Personal information
- Full name: Dhir Muni Lal
- Born: 11 January 1913 Lahore, India
- Died: 8 January 1990 (aged 76) Noida, India
- Batting: Right-handed
- Relations: Jagdish Lal (brother); Arun Lal (nephew); Akash Lal (son);

Domestic team information
- 1934/35–1945/46: Northern India
- 1935/36–1943/44: Southern Punjab

Career statistics
| Competition | First-class |
| Matches | 20 |
| Runs scored | 815 |
| Batting average | 23.97 |
| 100s/50s | 0/5 |
| Top score | 90 |
| Balls bowled | 12 |
| Wickets | 0 |
| Bowling average | – |
| 5 wickets in innings | – |
| 10 wickets in match | – |
| Best bowling | – |
| Catches/stumpings | 11/– |
- Source: CricketArchive, 30 January 2022

= Muni Lal =

Indian diplomat and cricketer (1913–1990)

Dhir Muni Lal (11 January 1913 – 8 January 1990) was an Indian diplomat and first class cricketer.
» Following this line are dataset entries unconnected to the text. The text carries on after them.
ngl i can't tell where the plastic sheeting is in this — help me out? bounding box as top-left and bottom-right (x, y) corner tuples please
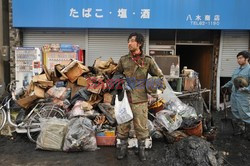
(63, 117), (97, 152)
(154, 110), (183, 133)
(36, 117), (69, 151)
(160, 82), (197, 118)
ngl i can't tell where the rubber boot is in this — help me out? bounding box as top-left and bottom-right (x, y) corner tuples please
(244, 123), (250, 141)
(138, 140), (146, 161)
(232, 119), (245, 136)
(117, 139), (128, 160)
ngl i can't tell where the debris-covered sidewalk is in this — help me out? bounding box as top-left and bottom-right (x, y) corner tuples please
(0, 56), (233, 165)
(1, 110), (250, 166)
(1, 56), (212, 148)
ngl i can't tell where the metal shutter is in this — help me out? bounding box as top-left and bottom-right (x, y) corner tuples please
(220, 31), (249, 77)
(87, 29), (147, 65)
(22, 29), (86, 49)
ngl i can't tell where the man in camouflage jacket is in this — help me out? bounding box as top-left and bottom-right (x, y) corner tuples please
(116, 32), (166, 161)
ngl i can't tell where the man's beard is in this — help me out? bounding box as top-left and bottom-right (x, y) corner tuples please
(129, 47), (137, 52)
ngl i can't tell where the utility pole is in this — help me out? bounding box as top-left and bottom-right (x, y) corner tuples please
(0, 0), (5, 96)
(0, 0), (10, 96)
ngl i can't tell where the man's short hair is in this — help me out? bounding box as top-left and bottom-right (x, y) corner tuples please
(237, 51), (250, 59)
(128, 32), (144, 50)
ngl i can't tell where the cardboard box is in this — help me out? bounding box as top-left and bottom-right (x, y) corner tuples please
(54, 64), (68, 80)
(183, 78), (197, 91)
(65, 63), (88, 83)
(33, 74), (47, 82)
(25, 81), (35, 96)
(88, 94), (103, 106)
(94, 58), (117, 75)
(34, 85), (45, 98)
(77, 77), (88, 87)
(103, 93), (113, 104)
(16, 95), (38, 109)
(66, 81), (84, 98)
(37, 80), (54, 88)
(43, 65), (52, 81)
(33, 74), (53, 88)
(87, 83), (102, 94)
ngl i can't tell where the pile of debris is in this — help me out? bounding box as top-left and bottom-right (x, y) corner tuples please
(16, 58), (117, 110)
(158, 136), (224, 166)
(2, 56), (215, 151)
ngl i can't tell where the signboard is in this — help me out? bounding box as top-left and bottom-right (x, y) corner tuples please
(13, 0), (250, 29)
(15, 47), (42, 89)
(44, 52), (78, 70)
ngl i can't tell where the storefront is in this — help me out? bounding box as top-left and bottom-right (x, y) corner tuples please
(22, 29), (148, 65)
(11, 0), (250, 109)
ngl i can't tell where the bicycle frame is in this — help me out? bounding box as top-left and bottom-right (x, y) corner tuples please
(1, 95), (43, 133)
(0, 104), (7, 130)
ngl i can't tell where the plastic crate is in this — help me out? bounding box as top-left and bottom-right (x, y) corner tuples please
(96, 136), (116, 146)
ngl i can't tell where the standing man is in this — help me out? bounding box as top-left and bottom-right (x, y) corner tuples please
(221, 51), (250, 139)
(116, 32), (166, 160)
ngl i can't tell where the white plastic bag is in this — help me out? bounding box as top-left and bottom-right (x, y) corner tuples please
(36, 117), (69, 151)
(114, 91), (133, 124)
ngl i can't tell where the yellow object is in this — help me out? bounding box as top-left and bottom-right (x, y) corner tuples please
(105, 130), (115, 137)
(148, 98), (165, 109)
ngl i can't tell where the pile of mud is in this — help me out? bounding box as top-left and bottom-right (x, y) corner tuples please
(158, 136), (224, 166)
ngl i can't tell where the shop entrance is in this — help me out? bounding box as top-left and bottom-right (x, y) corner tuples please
(176, 45), (213, 89)
(149, 29), (215, 89)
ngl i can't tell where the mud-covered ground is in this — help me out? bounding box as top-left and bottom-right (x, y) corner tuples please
(212, 110), (250, 166)
(0, 110), (250, 166)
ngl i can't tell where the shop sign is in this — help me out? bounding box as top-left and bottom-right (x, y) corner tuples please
(13, 0), (250, 29)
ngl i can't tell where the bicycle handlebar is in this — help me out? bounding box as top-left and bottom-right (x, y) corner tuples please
(7, 80), (19, 101)
(8, 80), (19, 92)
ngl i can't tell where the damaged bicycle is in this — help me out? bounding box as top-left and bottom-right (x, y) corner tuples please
(0, 80), (66, 143)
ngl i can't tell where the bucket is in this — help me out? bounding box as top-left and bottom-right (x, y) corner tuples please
(96, 136), (116, 146)
(183, 120), (203, 137)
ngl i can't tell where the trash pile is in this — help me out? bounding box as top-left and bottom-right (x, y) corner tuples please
(157, 136), (224, 166)
(3, 57), (213, 152)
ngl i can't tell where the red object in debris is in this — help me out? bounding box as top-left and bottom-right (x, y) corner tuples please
(78, 49), (85, 64)
(183, 120), (203, 137)
(96, 136), (116, 146)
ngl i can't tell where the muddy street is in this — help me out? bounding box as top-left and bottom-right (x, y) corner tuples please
(213, 111), (250, 166)
(0, 134), (166, 166)
(1, 111), (250, 166)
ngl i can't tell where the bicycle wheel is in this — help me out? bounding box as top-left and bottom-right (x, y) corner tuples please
(0, 107), (7, 131)
(40, 105), (65, 118)
(27, 105), (65, 143)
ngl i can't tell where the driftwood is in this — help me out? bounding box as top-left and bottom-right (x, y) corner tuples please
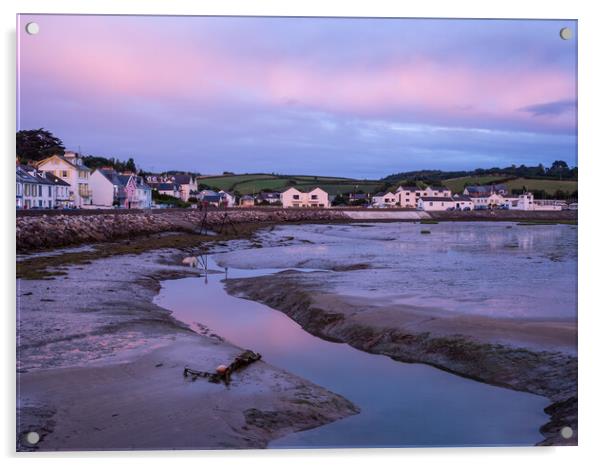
(183, 350), (262, 385)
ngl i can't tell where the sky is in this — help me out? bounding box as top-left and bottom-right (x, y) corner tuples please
(17, 15), (577, 178)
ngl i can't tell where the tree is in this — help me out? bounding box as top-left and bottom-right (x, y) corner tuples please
(16, 129), (65, 162)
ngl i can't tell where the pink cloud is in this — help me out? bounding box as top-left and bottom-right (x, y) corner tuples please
(18, 15), (575, 132)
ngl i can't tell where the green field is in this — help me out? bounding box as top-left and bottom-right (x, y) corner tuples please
(197, 173), (384, 195)
(444, 176), (577, 195)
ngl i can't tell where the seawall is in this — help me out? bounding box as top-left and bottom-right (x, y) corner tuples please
(16, 207), (577, 252)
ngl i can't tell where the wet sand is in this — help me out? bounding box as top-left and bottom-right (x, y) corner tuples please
(16, 246), (357, 451)
(225, 273), (577, 446)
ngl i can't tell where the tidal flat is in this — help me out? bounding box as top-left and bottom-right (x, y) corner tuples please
(16, 221), (577, 450)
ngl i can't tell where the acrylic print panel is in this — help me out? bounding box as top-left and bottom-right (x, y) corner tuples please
(16, 14), (577, 451)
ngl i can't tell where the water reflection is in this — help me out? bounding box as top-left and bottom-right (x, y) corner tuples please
(155, 256), (550, 448)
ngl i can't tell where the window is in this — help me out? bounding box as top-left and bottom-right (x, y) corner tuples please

Lal was a right-handed opening batsman and played his cricket with both Southern Punjab and Northern India. He played a two-day match against M.C.C. in 1933-34 and his last first class match was against West Indies in 1948-49. Lal also played for the Punjab University, Lahore. He made five first-class half centuries, with his highest score of 90 made in the 1937-38 Ranji Trophy. Outside the playing field, he was the editor of Crickinia, an early Indian cricket annual. His son Akash Lal was a first class cricketer, cricket administrator and commentator while his nephew Arun Lal played Test cricket for India.

Muni Lal had a distinguished academic and diplomatic career. He completed M.Phil. in University of the Punjab in 1935. He worked for the Civil and Military Gazette till 1947. After the partition of India, he joined the Indian Foreign Service. He served in Pakistan, Australia, United States, Indonesia and the United Kingdom. He was the High commissioner to West Indies and ambassador to Somalia. In his last first class match, Lal had scored 0 and 4, dismissed in both innings by Gerry Gomez. When he moved to Trinidad as the high commissioner, Gomez was one of the first people who he met there.

During a burglary at his home in 1990, Lal and his wife were murdered by the intruders.